BFM #312 Another Year, Another AGM
Well, tonight was the most important night of the year at the Ben Franklin Mob. Yes, even more important than Prom and even more important than the night you backed that harriette who’d had one shot too many into a dark corner for a cheap feel: it was the AGM! (Annual General Meeting, for those who haven’t been paying attention.) The night where we forcibly wrest the reins of power away from the people who have proved themselves to be woefully incompetent and hand them off to other wankers of questionable competence who have either bribed or slept their way to power. If you weren’t there this evening, I want to extend my personal wishes that your dysentery clears up soon, because I can’t imagine any other reason that you would not have shown up to this.
Tonight brought out a whole host of BFMers, including some founding members we haven’t seen in a while because they went off and became responsible adults. They were: Bastard Child, Beers Sucks, Can You Hear Me Now?, Cause for Blindness, C*nting Season, Sly Fox, Scooby Snatch, The Rash, Up Her Ali, Hold the Sausage, Little Red Riding Wood, Dry Hump, Three Balls, Big Tackle, Son of Goat F*cker, Flounder, Two Clump Chump, Sleeps Around the C*ck, Fire Down Under, S&M Man, Cleavage to Beaver, Shefelta Fish, Midnight Tranny to Georgia, Porn to Fail, Just Jose, Grab My Handlebars, Mediocre & Stupid, Tube C*ck, Bonsai Bush, Reginal Discharge, Mr. Snuffleupamuff, One Night Only, Rear Engineer, Rear Engineer’s Mustache, Where’s My Vagina, Goes Down Often, Post Anal Drip, Swollen C*ckpit, One Inch in, Deep Discunt, Short Distance Rimmer, Slutty When Wet, and Just Joanna.

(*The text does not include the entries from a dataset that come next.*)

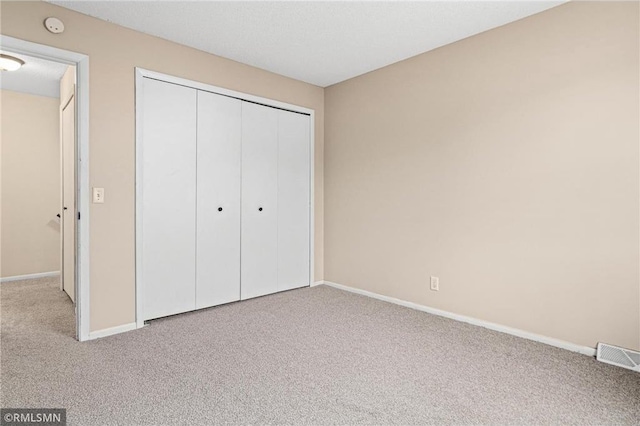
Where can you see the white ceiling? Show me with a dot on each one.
(36, 76)
(321, 43)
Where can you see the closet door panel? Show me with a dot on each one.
(259, 243)
(168, 206)
(218, 201)
(293, 200)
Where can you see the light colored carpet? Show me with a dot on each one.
(310, 356)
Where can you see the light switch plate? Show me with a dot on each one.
(98, 195)
(435, 283)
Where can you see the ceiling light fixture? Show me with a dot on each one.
(9, 63)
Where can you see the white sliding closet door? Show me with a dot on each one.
(259, 200)
(218, 218)
(168, 205)
(293, 200)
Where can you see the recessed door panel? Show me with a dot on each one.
(69, 198)
(218, 200)
(168, 206)
(293, 200)
(259, 247)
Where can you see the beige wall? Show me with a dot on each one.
(30, 197)
(506, 164)
(114, 52)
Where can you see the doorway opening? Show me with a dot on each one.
(44, 244)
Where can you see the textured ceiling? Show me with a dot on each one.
(36, 76)
(321, 43)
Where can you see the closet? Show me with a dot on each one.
(222, 199)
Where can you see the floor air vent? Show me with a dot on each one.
(619, 356)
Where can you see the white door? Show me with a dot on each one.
(168, 205)
(68, 131)
(218, 200)
(293, 200)
(259, 271)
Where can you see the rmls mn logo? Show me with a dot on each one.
(33, 417)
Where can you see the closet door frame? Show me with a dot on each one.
(140, 74)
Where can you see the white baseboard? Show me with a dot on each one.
(29, 276)
(585, 350)
(113, 330)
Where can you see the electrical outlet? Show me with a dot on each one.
(98, 195)
(435, 283)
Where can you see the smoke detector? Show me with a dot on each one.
(54, 25)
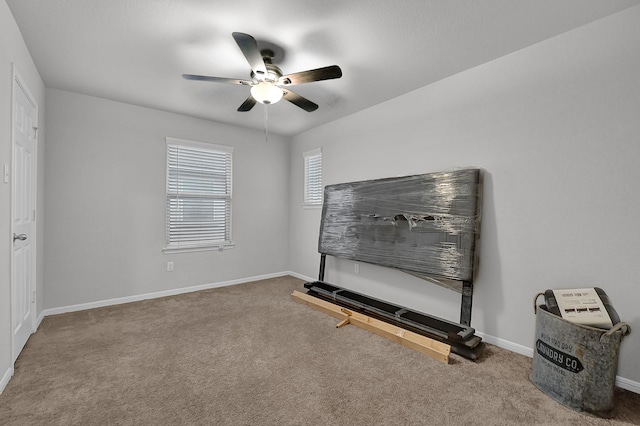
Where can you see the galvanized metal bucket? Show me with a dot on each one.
(575, 364)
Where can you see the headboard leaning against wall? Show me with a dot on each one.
(427, 225)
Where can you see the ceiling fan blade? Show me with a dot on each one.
(247, 105)
(250, 50)
(319, 74)
(298, 100)
(216, 79)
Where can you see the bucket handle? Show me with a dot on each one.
(623, 326)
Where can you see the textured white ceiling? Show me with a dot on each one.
(135, 51)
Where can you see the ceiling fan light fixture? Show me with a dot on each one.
(266, 92)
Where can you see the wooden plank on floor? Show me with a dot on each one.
(430, 347)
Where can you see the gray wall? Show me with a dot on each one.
(13, 51)
(105, 197)
(556, 128)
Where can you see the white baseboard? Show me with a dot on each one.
(155, 295)
(5, 378)
(621, 382)
(300, 276)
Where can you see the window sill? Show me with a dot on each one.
(188, 249)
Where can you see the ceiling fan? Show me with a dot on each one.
(268, 84)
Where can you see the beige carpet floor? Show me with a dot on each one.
(249, 355)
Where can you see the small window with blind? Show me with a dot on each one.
(198, 196)
(313, 190)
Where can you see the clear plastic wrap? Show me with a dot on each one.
(426, 225)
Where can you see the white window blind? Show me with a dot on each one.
(198, 195)
(313, 190)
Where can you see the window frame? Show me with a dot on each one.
(220, 245)
(308, 201)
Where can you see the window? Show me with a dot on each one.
(313, 191)
(198, 196)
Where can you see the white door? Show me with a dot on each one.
(23, 213)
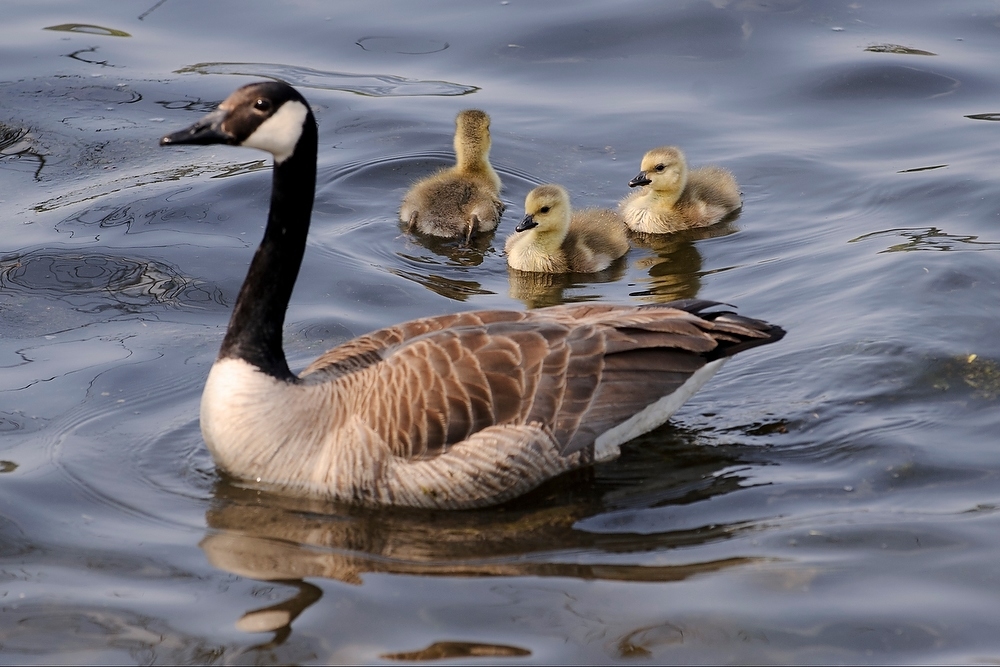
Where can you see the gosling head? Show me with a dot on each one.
(547, 209)
(270, 115)
(472, 136)
(664, 169)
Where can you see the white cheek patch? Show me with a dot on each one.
(279, 133)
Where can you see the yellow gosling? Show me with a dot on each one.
(671, 198)
(461, 200)
(552, 238)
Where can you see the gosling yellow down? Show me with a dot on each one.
(671, 198)
(552, 238)
(461, 200)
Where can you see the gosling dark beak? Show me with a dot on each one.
(639, 180)
(206, 131)
(526, 223)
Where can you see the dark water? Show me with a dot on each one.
(831, 498)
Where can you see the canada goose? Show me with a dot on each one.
(674, 198)
(459, 200)
(453, 411)
(553, 238)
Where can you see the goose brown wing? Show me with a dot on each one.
(575, 370)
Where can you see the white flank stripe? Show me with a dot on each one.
(279, 133)
(606, 445)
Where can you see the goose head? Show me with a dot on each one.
(271, 116)
(664, 169)
(472, 137)
(547, 210)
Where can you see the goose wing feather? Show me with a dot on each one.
(573, 371)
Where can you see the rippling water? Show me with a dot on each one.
(831, 498)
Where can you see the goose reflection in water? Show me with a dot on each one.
(282, 539)
(537, 290)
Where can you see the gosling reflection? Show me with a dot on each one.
(456, 256)
(455, 252)
(675, 265)
(272, 537)
(537, 290)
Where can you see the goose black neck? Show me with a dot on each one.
(255, 328)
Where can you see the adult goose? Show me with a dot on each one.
(672, 198)
(458, 201)
(553, 238)
(454, 411)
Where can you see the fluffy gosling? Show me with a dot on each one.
(552, 238)
(672, 198)
(461, 200)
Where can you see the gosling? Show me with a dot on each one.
(461, 200)
(552, 238)
(673, 199)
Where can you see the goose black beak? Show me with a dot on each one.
(639, 180)
(526, 223)
(206, 131)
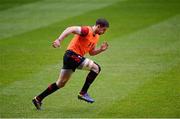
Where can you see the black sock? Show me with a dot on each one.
(51, 88)
(89, 79)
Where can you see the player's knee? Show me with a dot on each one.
(97, 68)
(61, 83)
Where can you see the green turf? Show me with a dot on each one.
(140, 71)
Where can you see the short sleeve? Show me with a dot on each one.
(84, 31)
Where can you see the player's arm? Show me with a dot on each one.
(65, 33)
(95, 51)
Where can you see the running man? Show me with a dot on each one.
(84, 41)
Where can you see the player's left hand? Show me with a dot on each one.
(104, 46)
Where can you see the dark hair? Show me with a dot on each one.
(102, 22)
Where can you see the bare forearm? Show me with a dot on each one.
(64, 34)
(96, 51)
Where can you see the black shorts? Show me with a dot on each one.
(71, 60)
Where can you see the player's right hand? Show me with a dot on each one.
(56, 43)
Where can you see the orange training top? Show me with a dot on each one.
(82, 44)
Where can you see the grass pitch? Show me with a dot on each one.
(140, 71)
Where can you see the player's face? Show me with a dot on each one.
(101, 30)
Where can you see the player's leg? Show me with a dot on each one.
(63, 78)
(94, 69)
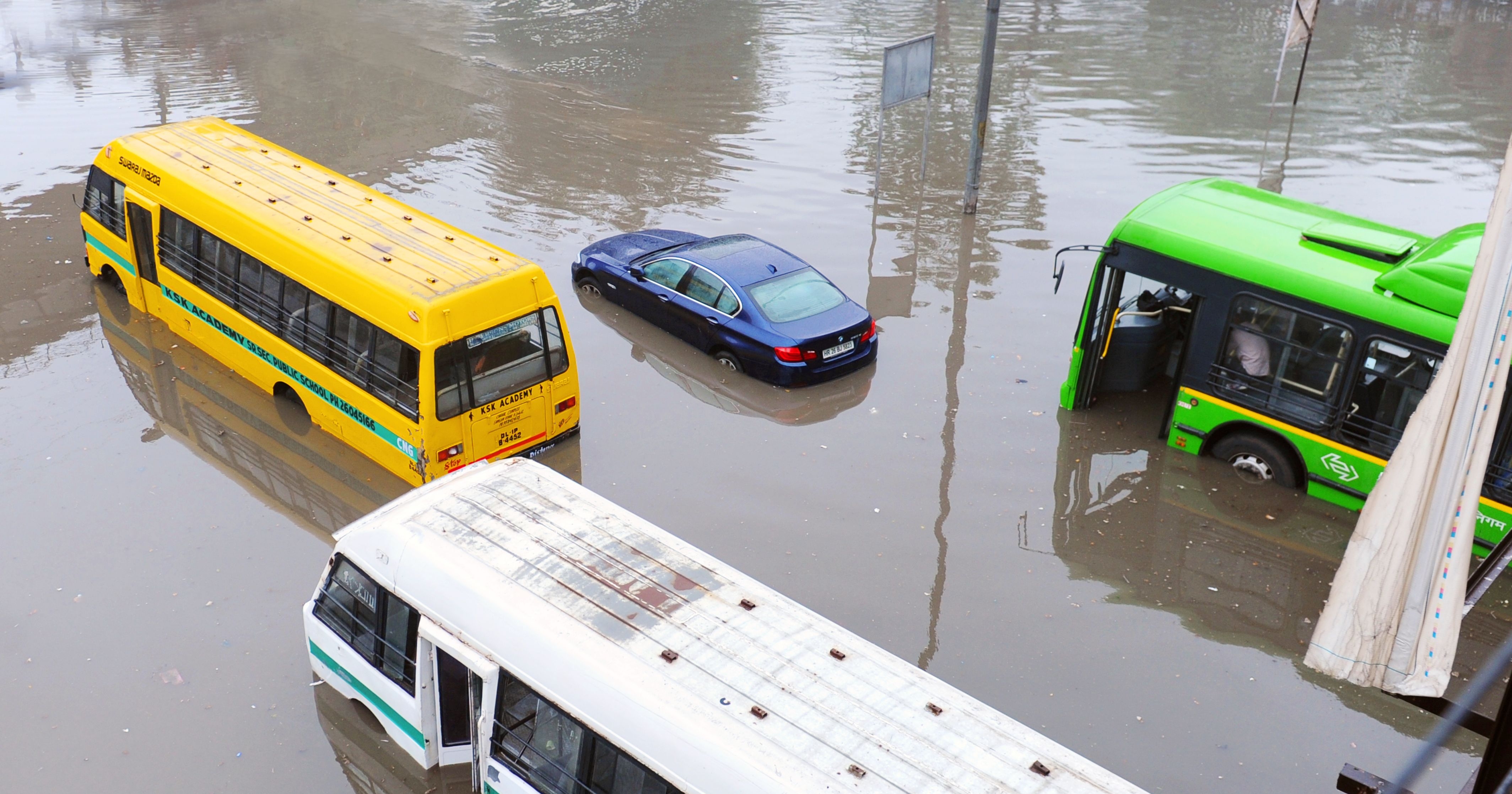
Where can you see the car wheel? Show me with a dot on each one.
(1257, 459)
(728, 360)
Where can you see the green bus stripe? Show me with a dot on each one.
(404, 725)
(298, 377)
(108, 253)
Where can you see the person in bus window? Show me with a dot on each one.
(1249, 347)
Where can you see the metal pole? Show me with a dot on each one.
(979, 135)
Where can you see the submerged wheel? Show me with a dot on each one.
(728, 360)
(1259, 459)
(291, 409)
(113, 279)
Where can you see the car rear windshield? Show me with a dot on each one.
(796, 295)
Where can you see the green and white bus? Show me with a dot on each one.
(1295, 341)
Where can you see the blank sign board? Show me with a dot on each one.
(906, 70)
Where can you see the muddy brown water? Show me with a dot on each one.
(1136, 604)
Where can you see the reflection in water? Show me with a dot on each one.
(955, 358)
(309, 474)
(264, 442)
(711, 383)
(1243, 565)
(369, 758)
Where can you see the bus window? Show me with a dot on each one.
(557, 755)
(1281, 360)
(492, 364)
(380, 627)
(105, 202)
(554, 342)
(1389, 386)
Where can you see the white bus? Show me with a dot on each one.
(510, 619)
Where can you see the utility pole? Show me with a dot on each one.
(979, 131)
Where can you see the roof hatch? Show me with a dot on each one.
(1360, 240)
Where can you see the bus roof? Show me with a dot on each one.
(365, 232)
(1369, 270)
(580, 598)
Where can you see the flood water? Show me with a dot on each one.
(1142, 607)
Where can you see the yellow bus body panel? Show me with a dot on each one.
(410, 274)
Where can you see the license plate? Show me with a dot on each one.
(837, 350)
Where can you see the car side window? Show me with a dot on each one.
(668, 271)
(711, 291)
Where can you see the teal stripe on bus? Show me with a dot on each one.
(298, 377)
(94, 242)
(362, 689)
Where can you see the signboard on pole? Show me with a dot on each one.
(906, 70)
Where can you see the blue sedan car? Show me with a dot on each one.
(752, 306)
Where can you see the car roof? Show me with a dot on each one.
(741, 259)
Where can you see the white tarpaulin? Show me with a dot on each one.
(1393, 615)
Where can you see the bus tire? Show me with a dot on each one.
(113, 279)
(1259, 459)
(291, 409)
(728, 360)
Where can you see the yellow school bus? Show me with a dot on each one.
(420, 345)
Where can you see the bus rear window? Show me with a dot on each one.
(503, 360)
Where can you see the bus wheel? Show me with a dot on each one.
(291, 409)
(1257, 459)
(113, 279)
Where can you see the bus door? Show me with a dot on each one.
(457, 713)
(1092, 335)
(140, 218)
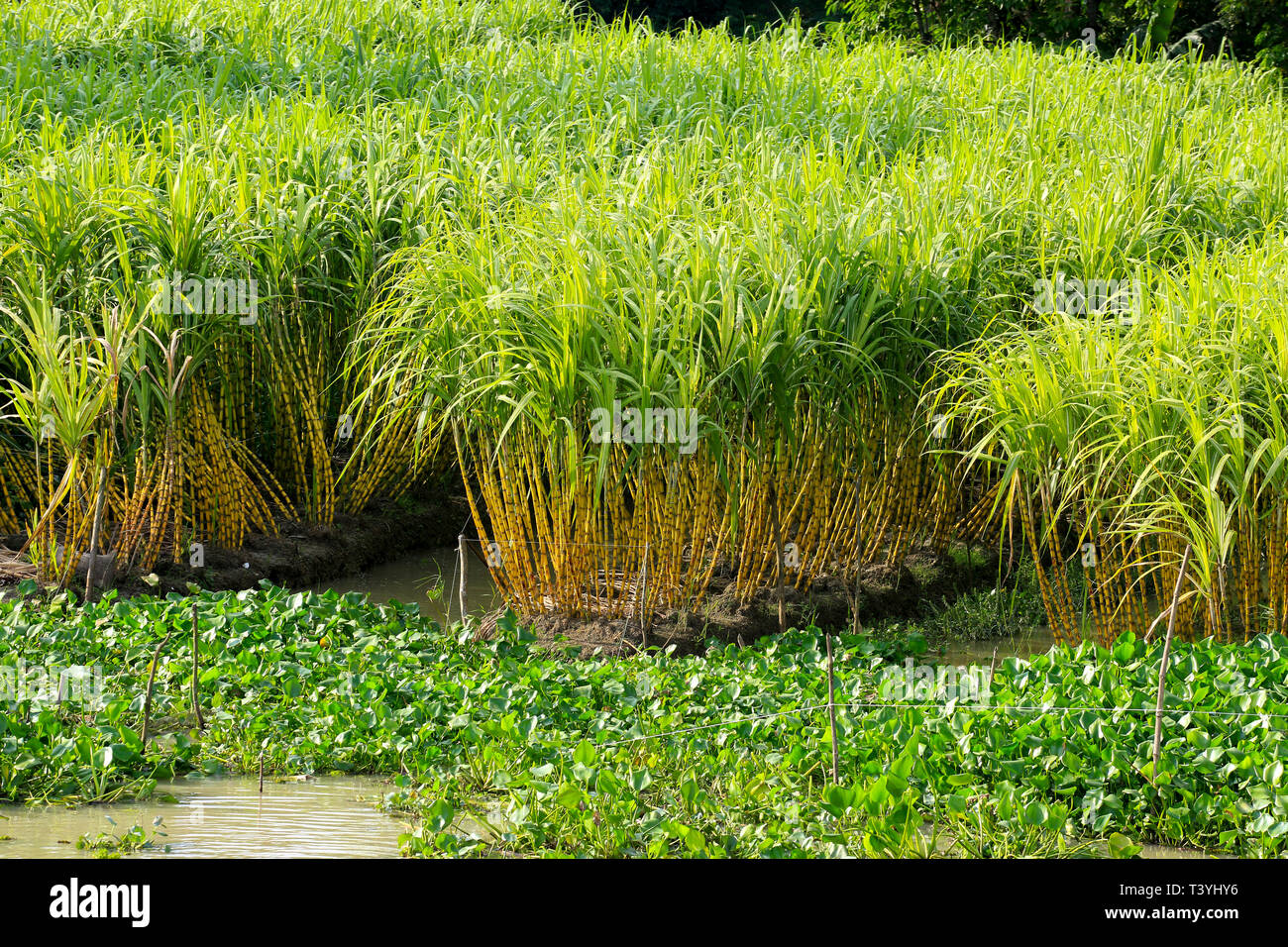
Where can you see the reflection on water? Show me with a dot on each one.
(327, 817)
(1033, 642)
(412, 579)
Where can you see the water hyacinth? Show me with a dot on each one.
(471, 226)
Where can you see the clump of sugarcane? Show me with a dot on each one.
(1124, 446)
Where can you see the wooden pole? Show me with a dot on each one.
(778, 540)
(93, 534)
(460, 553)
(1167, 651)
(644, 599)
(147, 694)
(831, 709)
(196, 671)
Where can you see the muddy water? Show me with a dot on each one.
(1035, 642)
(327, 817)
(416, 577)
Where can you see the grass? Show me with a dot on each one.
(472, 224)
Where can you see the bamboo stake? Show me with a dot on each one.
(93, 535)
(147, 696)
(778, 541)
(831, 707)
(460, 552)
(196, 671)
(644, 599)
(1162, 668)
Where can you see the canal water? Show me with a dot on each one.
(222, 817)
(428, 578)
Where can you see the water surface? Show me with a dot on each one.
(224, 817)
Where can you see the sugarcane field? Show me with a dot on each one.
(455, 429)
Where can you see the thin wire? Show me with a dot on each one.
(927, 706)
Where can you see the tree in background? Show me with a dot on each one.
(1244, 29)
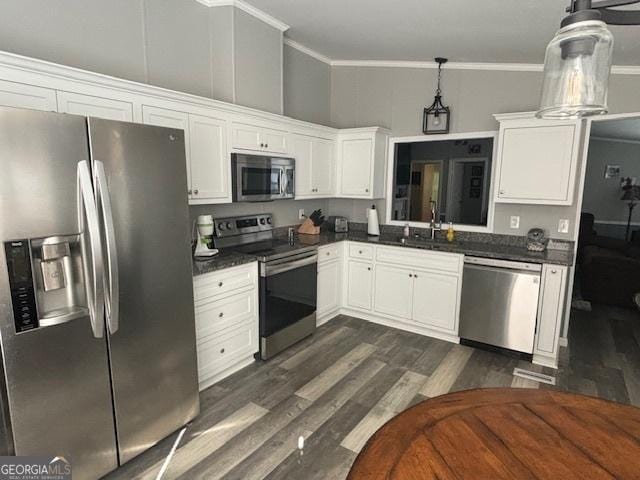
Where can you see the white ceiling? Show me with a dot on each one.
(500, 31)
(623, 129)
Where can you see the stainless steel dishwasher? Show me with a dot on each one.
(500, 302)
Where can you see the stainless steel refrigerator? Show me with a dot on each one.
(96, 298)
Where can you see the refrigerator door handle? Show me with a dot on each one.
(93, 275)
(111, 282)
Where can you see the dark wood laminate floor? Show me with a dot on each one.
(339, 386)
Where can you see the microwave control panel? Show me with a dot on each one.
(23, 296)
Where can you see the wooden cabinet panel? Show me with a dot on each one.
(90, 106)
(210, 163)
(360, 283)
(19, 95)
(393, 291)
(435, 300)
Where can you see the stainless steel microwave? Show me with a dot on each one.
(258, 178)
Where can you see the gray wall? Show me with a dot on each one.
(395, 97)
(307, 87)
(176, 44)
(602, 195)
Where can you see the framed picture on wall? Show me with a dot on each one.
(476, 171)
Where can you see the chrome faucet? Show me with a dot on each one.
(434, 226)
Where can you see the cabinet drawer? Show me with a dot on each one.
(329, 253)
(359, 250)
(444, 262)
(225, 281)
(225, 349)
(226, 312)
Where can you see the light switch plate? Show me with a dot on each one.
(563, 226)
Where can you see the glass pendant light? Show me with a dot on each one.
(577, 67)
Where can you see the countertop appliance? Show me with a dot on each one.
(288, 279)
(96, 299)
(500, 303)
(259, 178)
(337, 224)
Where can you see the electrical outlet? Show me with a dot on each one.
(563, 226)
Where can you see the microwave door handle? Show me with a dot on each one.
(111, 279)
(88, 224)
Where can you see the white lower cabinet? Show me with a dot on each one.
(550, 312)
(360, 283)
(226, 304)
(329, 281)
(436, 300)
(420, 290)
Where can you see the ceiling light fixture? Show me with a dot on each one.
(436, 117)
(577, 62)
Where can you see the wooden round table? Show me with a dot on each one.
(506, 433)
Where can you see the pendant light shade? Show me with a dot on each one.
(576, 71)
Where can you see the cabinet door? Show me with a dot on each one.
(359, 289)
(163, 117)
(393, 291)
(537, 164)
(550, 310)
(274, 140)
(356, 157)
(19, 95)
(210, 163)
(245, 137)
(329, 276)
(323, 166)
(91, 106)
(435, 300)
(301, 149)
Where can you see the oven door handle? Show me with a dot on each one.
(269, 270)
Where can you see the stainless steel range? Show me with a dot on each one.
(288, 279)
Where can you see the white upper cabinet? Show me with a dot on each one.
(163, 117)
(245, 136)
(315, 166)
(210, 162)
(90, 106)
(207, 155)
(362, 156)
(537, 161)
(19, 95)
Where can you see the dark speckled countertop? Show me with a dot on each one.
(471, 247)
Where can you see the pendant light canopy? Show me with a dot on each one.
(578, 60)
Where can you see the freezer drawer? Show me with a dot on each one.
(500, 303)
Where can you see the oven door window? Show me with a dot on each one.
(286, 298)
(260, 181)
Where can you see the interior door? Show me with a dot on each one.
(153, 353)
(57, 377)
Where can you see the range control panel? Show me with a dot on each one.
(23, 296)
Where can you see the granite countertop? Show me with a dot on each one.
(500, 251)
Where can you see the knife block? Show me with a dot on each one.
(308, 228)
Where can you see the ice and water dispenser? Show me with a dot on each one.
(46, 280)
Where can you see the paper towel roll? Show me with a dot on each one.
(373, 227)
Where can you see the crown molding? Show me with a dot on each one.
(308, 51)
(250, 9)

The Mob milled around Wooly Mammoth’s upstairs room before the hash, drinking beer and casting the occasional longing eye toward the tantalizing set up of chafing dishes at the far end of the room. "Food?" they asked, pleadingly. Hashers kept turning around quick and looking at the table hopefully, as if food had somehow sneaked in behind them as a surprise. "Food…now?" No, you impatient whiners. Trail first, then food. Sighing deeply and casting one last lingering glance at where they thought food might appear, the Mob trudged out into the snow for chalk talk, and to find the trail set as Rear Engineer’s final act of Phallocentric Tyranny.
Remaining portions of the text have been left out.